Y a-t-il eu volonté d’instrumentaliser les rivalités locales, ici tribales, par
d’anciens soutiens du régime déchu, lesquels auraient multiplié les tentatives
de déstabilisation un peu partout dans le pays ? 22 D’aucuns le pensent, à
Douz, mais aussi dans d’autres localités, comme Souk Lahad, la troisième
ville de la région, où des rumeurs ont circulé à plusieurs reprises, entre
quartiers, annonçant l’arrivée imminente des ressortissants de la ‘așabiya
voisine, venue régler ses comptes, suscitant émoi et réflexes défensifs.
Certes, le régime de Ben Ali n’a cessé d’exploiter ces divisions tribales pour
contrôler les populations locales. Mais, comme le soulignent M. B. Ayari
et V. Geisser 23, la théorie conspirationniste a beaucoup de succès dans
cette partie du monde. Seule certitude : au Sahara tunisien, les rivalités
entre communautés sont nombreuses et elles sont d’autant plus facilement
mobilisables que les solidarités tribales restent fortes, que les ‘açabiyyât se
mélangent peu, occupant des quartiers, des villages ou des villes entières,
et que la mise hors-jeu des forces de l’ordre a libéré des pulsions jusque-là
contenues par la crainte d’un régime toujours prompt à réprimer dès qu’un
conflit éclatait.
L’éviction des nantis et la réappropriation des territoires
La révolution a également permis aux ‘açabiyyât tribales de remettre en
question des projets qui leur avaient été imposés et de reprendre possession
de terres collectives dont elles estimaient avoir été spoliées.

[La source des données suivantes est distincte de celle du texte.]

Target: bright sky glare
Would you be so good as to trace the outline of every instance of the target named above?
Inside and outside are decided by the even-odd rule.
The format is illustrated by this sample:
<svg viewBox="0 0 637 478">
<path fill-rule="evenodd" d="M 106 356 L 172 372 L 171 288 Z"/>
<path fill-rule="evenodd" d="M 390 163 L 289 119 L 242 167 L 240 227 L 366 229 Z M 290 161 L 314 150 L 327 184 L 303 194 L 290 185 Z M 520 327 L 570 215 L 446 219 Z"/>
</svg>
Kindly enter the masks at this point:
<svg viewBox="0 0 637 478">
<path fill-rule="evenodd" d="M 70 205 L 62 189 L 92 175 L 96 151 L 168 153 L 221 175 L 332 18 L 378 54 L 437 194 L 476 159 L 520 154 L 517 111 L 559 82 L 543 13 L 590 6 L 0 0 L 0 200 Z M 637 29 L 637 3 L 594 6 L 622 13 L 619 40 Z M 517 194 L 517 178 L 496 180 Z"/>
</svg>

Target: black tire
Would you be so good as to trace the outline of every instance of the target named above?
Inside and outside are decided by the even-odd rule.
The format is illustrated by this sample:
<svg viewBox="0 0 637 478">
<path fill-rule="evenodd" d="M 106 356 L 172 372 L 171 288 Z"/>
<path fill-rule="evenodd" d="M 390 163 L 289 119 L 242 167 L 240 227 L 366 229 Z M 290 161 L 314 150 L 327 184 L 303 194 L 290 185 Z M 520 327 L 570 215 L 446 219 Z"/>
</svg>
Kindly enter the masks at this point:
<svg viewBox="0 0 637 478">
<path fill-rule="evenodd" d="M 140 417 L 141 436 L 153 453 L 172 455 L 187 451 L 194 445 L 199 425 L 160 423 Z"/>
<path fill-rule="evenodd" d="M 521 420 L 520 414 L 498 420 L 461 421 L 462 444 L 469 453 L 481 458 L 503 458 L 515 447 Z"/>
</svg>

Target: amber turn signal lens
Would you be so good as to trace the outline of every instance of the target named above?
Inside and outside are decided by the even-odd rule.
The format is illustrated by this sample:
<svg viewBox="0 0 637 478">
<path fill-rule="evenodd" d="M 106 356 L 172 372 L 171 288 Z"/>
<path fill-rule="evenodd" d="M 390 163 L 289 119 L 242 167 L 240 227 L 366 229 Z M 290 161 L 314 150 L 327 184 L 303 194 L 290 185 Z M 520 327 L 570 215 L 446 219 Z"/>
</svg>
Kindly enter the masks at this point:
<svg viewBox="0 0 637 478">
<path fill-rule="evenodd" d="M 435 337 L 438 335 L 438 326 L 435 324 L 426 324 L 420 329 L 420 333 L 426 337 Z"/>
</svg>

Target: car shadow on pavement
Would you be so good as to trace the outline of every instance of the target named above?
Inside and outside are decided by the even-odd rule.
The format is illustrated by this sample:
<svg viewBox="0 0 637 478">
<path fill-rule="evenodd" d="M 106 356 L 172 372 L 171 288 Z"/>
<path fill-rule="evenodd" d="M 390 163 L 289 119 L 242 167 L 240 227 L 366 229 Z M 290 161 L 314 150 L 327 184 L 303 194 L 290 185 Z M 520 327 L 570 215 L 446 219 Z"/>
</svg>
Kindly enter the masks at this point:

Ainsi, en limite
sud de la commune de Douz, a-t-on vu, dès la fuite de Ben Ali, le campement
touristique d’un Mérazig (fraction dite de « Douz Gharbi ») brûlé par des
jeunes de la tribu rivale des Adhara, parce que ce projet avait été créé en
2002 contre l’avis des Adhara sur des terres collectives revendiquées par
les deux tribus 24. L’affaire n’a pas eu de suite, sans doute parce qu’elle est
apparue aux yeux des Mérazig comme la remise en cause d’un privilège.
Elle est actuellement entre les mains de la justice, laquelle ne semble pas
pressée de se prononcer, de peur de réveiller de vieilles rivalités.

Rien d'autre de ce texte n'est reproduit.